土器川河川遡行

 14日朝、数日来の暖かさは遠のき、本格的な冬の到来を感じさせるほど土器川河口周辺には膚をさすような寒風が吹き荒れていた。記念のプレートを大地に打ち込み、そこからはまだ視界に入っていない南の県境に向かって歩きだした。歩くにつれ身体は温まってくるが、外気は依然と冷たい。土器川はその河床の一部に穏やか流れをみせていた。讃岐富士(飯野山)を左に見ながら歩いていくと琴平の健脚大会で通る道に合流する。その行事のある初春とは異なり、路傍には枯れた草木が埋もれていた。

 西の空がにわかに暗くなる。雪が舞っているのであろう。新しい情報が入る。明神から奥は雪が積もっているらしい。琴南町長炭小学校で昼食をとる。暫時の休憩ですぐ身体が冷えるほど寒さは厳しくなっていた。

 川幅が次第に狭くなり、雪をいただいた山々が徐々に眼前に迫ってくる。中通に入ると家並みが多くなり往来の車の量も多くなる。大川山から下ってきたらしい車の車体に雪が積もっている。三年前の冬、ここから大川山に登り塩入に出たワンゲル大会を思いだす。空はあくまでも青く澄み渡り、日ざしを浴びて光り輝く一面の銀世界、真新しい足跡を雪の中に残していったあの時が鮮明な記憶となってよみがえった。
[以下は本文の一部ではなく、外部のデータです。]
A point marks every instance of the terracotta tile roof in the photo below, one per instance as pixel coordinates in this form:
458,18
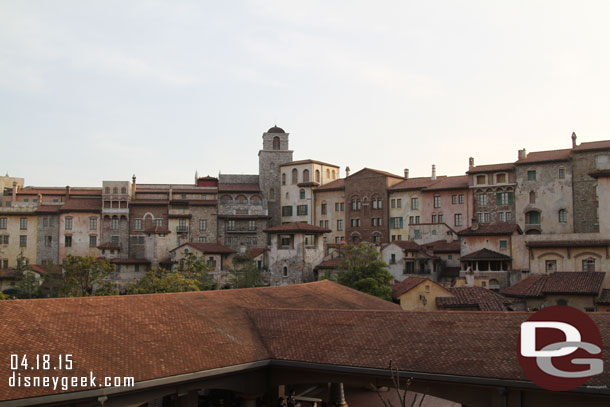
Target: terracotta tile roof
593,145
485,254
409,283
330,264
600,173
335,185
484,229
604,297
415,183
473,297
567,282
239,188
129,261
387,174
545,156
297,227
109,246
159,230
441,246
456,182
211,248
82,205
308,162
491,168
567,243
157,335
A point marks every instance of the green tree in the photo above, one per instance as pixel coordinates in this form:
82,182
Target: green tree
164,281
196,268
86,276
363,270
245,272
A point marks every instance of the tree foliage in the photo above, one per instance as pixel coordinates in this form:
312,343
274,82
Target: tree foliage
245,272
86,276
363,270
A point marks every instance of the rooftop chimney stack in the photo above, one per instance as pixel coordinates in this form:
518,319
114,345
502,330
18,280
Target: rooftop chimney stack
574,140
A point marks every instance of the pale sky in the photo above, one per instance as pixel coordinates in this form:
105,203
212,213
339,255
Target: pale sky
94,90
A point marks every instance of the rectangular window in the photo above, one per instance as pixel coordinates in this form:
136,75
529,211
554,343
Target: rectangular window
301,210
531,175
287,210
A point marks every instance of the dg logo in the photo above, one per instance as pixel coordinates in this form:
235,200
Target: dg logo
560,348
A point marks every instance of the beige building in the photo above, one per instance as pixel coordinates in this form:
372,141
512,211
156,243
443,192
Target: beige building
329,213
298,179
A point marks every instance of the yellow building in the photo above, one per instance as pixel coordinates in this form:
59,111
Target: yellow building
419,294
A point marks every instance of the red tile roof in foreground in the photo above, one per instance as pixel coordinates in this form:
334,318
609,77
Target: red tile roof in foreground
157,335
473,297
566,282
297,227
162,335
409,283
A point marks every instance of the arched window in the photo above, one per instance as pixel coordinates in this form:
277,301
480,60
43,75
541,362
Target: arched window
295,176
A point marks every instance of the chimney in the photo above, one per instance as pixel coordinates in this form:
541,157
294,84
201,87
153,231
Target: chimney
574,140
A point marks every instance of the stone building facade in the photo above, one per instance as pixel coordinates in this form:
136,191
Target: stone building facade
275,152
366,205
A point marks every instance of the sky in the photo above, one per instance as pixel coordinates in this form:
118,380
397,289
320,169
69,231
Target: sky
101,90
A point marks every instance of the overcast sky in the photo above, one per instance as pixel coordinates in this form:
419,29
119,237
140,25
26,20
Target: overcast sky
94,90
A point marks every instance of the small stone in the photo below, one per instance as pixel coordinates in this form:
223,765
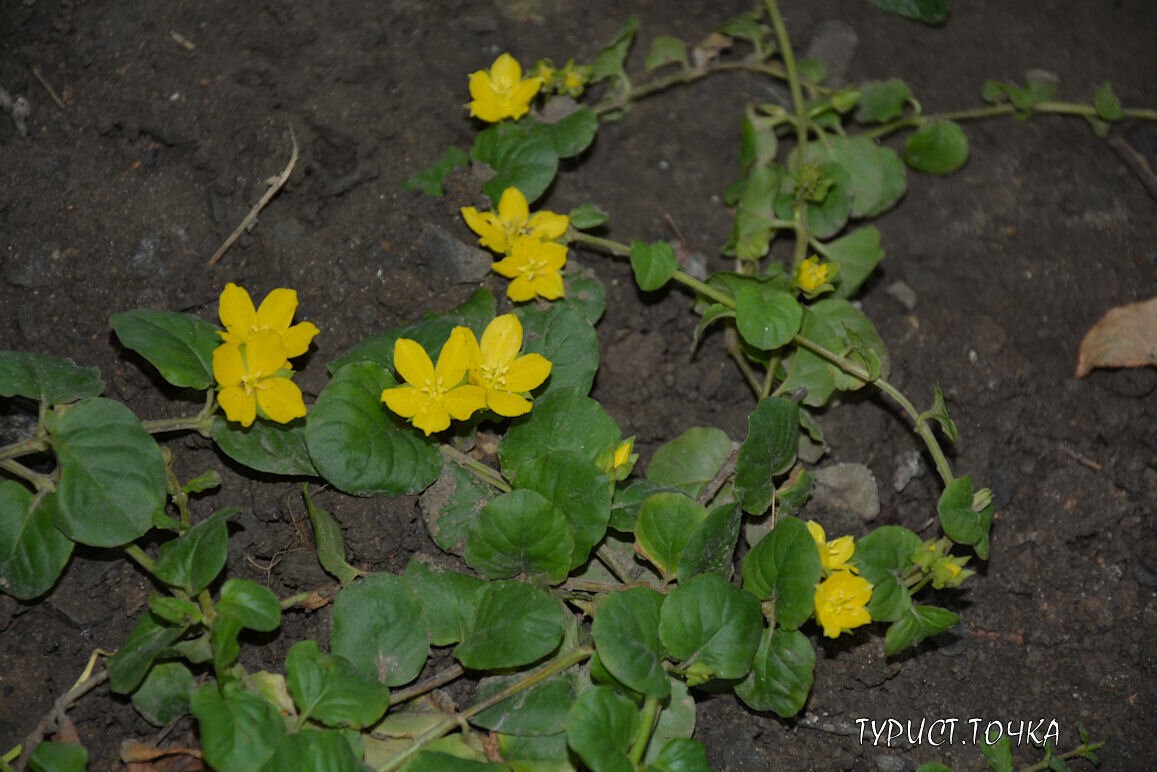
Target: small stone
847,487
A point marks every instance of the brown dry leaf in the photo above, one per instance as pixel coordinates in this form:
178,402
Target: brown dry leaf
1125,337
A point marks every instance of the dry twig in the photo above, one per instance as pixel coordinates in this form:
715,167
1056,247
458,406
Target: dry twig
250,220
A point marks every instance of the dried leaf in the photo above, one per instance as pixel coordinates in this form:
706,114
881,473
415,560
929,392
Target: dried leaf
1125,337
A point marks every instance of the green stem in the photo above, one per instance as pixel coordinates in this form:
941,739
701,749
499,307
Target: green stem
43,483
448,723
646,725
480,470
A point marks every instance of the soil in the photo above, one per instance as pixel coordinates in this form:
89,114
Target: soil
117,199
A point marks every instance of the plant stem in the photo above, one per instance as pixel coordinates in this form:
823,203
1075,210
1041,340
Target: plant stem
448,723
646,725
480,470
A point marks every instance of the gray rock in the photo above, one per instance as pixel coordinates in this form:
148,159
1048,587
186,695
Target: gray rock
847,489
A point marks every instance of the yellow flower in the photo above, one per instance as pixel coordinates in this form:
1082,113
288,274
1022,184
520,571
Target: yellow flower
251,375
496,367
811,277
499,230
500,92
841,602
833,554
242,322
433,395
535,267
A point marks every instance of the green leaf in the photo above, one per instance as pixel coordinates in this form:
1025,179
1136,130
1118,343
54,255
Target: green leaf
565,337
1107,105
178,345
785,567
938,148
352,439
769,450
238,733
609,63
45,379
164,693
767,317
665,524
626,638
570,134
193,559
710,548
429,179
916,624
601,728
521,532
680,755
579,490
712,627
330,543
111,473
654,264
150,636
883,557
520,157
691,461
960,522
265,446
447,598
330,690
451,504
58,757
929,12
32,551
513,625
882,100
540,710
857,254
781,674
561,420
380,629
667,50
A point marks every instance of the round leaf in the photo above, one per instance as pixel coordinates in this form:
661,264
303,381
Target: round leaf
378,627
521,532
111,473
938,148
513,625
354,443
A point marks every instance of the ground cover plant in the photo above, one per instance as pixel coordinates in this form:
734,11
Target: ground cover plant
558,479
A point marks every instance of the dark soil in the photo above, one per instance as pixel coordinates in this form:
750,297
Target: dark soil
117,200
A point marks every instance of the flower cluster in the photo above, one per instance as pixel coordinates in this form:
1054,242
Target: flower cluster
532,257
501,92
251,366
470,375
841,598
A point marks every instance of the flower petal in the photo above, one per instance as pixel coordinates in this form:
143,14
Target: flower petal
501,342
506,72
281,401
528,373
547,226
463,402
237,405
505,403
513,208
412,362
228,366
454,359
235,308
405,401
296,339
277,310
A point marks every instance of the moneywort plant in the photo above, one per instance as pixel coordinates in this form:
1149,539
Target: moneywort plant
596,601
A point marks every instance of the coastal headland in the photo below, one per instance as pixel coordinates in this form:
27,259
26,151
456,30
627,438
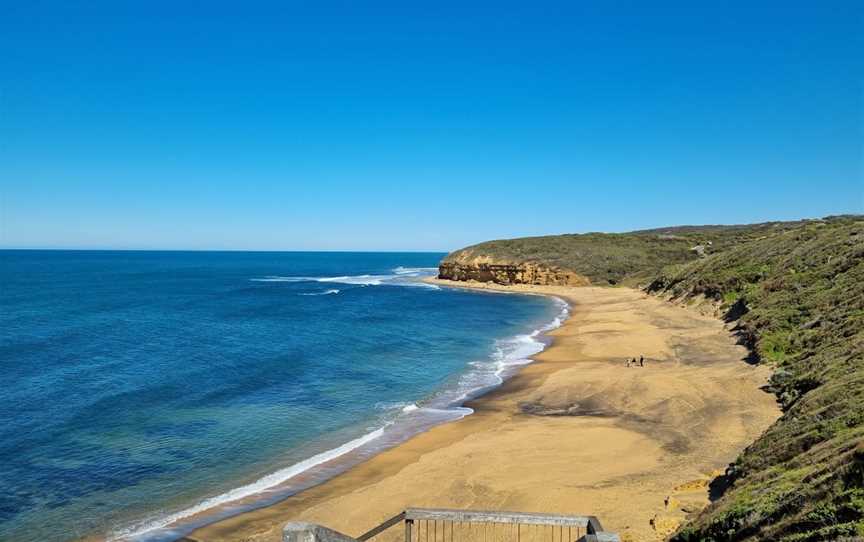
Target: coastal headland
576,432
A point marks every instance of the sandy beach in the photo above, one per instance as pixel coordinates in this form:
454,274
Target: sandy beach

 川は崖にはさまれ、川面を眼下にながめながら進む。頭上には大川山の頂に通じる林道が白い雪の中を一本の線となって続いていた。はたして、明神を過ぎるころからそこかしこに雪が散見される。午後四時前に美霞洞温泉に着く。その晩、雪がふった。

 15日朝、雪がふり続く。旅館の窓から見える道には雪が積み山の地はだは灰色に染まっていた。午前八時、土器川源頭に向かう。雪が深くなり、寒風の中、横なぐりに雪片が顔をうつようになる。歩調が乱れてきた。冬山は雪が地形を変えてしまうので道に迷いやすいし、多人数の行動には困難が伴うので、健脚組とそうでない者との二グループに分かれる。細心の注意と的確な判断に基づいて行動しなければならない。人家は途絶え、山の中に入るとヒザが雪で隠れてしまう。その中を、両側から覆いかぶさる樹木の小枝を手でかきわけて懸命に登る。先頭と最後尾との間隔が開いてきたので声をかけあって登る。しかし、その声も激しい風の音に邪魔されて途切れ途切れになる。

 稜線沿いに歩いていると眼鏡がぬれて前がよく見えなくなる。右眼下に広がる雪原のどこかに土器川の源頭があるはずなのに、よくわからない。正午前、阿波竜王と讃岐竜王の分かれ道に出る。立ち止まると急に身体が寒気を覚えてくる。グループの中に地下たび姿のお年寄りもいたが元気に辿り着く。その人の頑固(がんこ)さと忍耐強さに感心させられた。しかし、冬山を軽くみて貰っては困るという心配もあった。ともかく、そこが土器川源頭の真上であることは間違いないので、そこを最終地点として頂上には登らず一刻も早く山を下りることにした。

 讃岐竜王山頂近くの積雪は1メートルを超えていた。雪を踏み分けていく足どりに疲れがでたのか、つまづく者、すべる者が出てきた。風と雪はおさまっていたので、フードを脱いだ顔に笑いがもれる。緊張感から解放されると、つい先ほどまで風と雪とに苦しめられたことが嘘のように思われた。そのことは、充実感というものは苦しみの中にあるというよりも、その後に生ずるものであるという思いがした。

 午後一時前には全員塩江奥の湯温泉に着く。後ろを振り返っても竜王の山並みは見えない。しかし、この二日間の行動の最後に立ちはだかった山の偉容は忘れられない。すでに、リュックに残っていた雪も消えかかっていた。

 高松に戻ると、晴れ着姿の女性たちに出会った。そうだ成人の日だと気がつく。すると、突然、彼女たちはこれからどのような人生をつくりあげていくのであろうかと、とりとめのない思いにとらわれた。